Redox transformations within continental weathering profiles exert a first-order control on the redistribution and export of redox-sensitive elements, yet the mechanisms governing element retention versus release in semi-arid critical-zone settings remain poorly quantified. Here we examine a calcrete-capped weathering profile developed on Early Cretaceous andesitic lavas (∼125–122 Ma) in the Chaoyang Basin, North China, to investigate how vertically structured redox conditions influence molybdenum (Mo) behavior during weathering. The ~16 m-thick profile displays a pronounced redox stratification, comprising an oxidized, carbonate-cemented calcrete cap overlying progressively reduced, Fe-rich saprolite above fresh bedrock. Integrated iron speciation, bulk geochemistry, and mineral-scale observations reveal the presence of a shallow Fe-reduction front and a deeper ferruginous zone that acts as a transient sink for trace metals. Molybdenum concentrations increase markedly below the calcrete–saprolite boundary, while bulk-rock and pyrite δ⁹⁸Mo values as low as −3.6‰ indicate sequestration of an isotopically light Mo pool at depth. Mass-balance considerations suggest that enhanced Mo mobilization from the upper oxic zone slightly outweighs retention in the reduced saprolite, resulting in a modest net Mo export from the profile.
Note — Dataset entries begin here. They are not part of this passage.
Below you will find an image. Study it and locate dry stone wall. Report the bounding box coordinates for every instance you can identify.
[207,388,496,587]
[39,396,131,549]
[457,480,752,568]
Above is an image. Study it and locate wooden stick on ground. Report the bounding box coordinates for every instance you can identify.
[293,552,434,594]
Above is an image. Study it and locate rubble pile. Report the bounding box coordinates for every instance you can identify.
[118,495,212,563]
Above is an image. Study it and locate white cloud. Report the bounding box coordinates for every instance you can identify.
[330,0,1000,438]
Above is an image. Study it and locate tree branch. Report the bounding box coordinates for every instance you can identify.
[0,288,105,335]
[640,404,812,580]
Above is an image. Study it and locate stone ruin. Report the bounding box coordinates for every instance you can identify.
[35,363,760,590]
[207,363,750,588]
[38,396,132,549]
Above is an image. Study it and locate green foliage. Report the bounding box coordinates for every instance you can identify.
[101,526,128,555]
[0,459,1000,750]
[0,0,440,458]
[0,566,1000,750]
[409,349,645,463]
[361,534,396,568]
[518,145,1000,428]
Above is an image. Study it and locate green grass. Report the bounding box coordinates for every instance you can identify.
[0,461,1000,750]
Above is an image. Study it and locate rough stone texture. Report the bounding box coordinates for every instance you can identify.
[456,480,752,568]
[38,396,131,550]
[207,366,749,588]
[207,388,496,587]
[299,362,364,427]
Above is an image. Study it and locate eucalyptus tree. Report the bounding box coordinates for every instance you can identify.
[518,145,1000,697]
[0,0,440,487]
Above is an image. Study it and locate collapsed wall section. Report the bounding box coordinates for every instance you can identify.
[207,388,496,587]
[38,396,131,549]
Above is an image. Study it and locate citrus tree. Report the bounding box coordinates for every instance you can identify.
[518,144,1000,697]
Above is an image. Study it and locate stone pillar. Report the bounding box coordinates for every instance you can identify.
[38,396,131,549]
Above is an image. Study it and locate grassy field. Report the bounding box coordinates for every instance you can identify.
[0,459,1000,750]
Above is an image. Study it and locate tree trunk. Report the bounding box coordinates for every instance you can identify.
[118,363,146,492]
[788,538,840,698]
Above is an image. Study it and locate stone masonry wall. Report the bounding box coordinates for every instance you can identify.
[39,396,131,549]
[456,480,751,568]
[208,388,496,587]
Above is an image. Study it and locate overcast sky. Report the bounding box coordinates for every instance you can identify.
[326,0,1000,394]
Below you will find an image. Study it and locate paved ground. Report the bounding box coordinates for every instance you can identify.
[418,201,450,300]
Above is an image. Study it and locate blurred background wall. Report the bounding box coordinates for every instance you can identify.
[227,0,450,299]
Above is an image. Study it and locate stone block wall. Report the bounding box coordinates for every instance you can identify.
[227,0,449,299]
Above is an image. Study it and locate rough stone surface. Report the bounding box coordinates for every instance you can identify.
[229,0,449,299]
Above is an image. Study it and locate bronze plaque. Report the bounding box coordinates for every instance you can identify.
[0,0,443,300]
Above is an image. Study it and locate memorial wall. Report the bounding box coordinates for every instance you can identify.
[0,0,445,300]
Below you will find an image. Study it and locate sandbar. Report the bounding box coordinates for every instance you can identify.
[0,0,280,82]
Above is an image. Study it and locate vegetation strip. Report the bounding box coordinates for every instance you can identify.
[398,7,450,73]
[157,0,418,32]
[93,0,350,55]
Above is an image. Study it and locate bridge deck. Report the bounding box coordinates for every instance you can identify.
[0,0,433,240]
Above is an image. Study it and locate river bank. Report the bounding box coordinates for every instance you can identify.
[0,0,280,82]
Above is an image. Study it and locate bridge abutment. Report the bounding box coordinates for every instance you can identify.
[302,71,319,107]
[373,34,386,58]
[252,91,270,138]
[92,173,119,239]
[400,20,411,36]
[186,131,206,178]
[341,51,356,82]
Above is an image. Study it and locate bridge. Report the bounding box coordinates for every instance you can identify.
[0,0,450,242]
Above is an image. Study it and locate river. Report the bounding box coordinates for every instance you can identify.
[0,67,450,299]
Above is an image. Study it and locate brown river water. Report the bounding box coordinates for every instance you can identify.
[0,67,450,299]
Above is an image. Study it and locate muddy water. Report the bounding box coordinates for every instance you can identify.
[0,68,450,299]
These observations support a vertically organized, two-stage redox filtering system in which climatic wet–dry cycling promotes Mo release near the surface, whereas deeper ferruginous conditions temporarily retain isotopically light Mo. By modulating both the magnitude and isotopic composition of riverine Mo fluxes, such continental redox architectures provide an important upstream control on marine δ⁹⁸Mo signals used to reconstruct past ocean redox conditions. Our results highlight how redox heterogeneity in the terrestrial critical zone shapes trace-element cycling from land to ocean.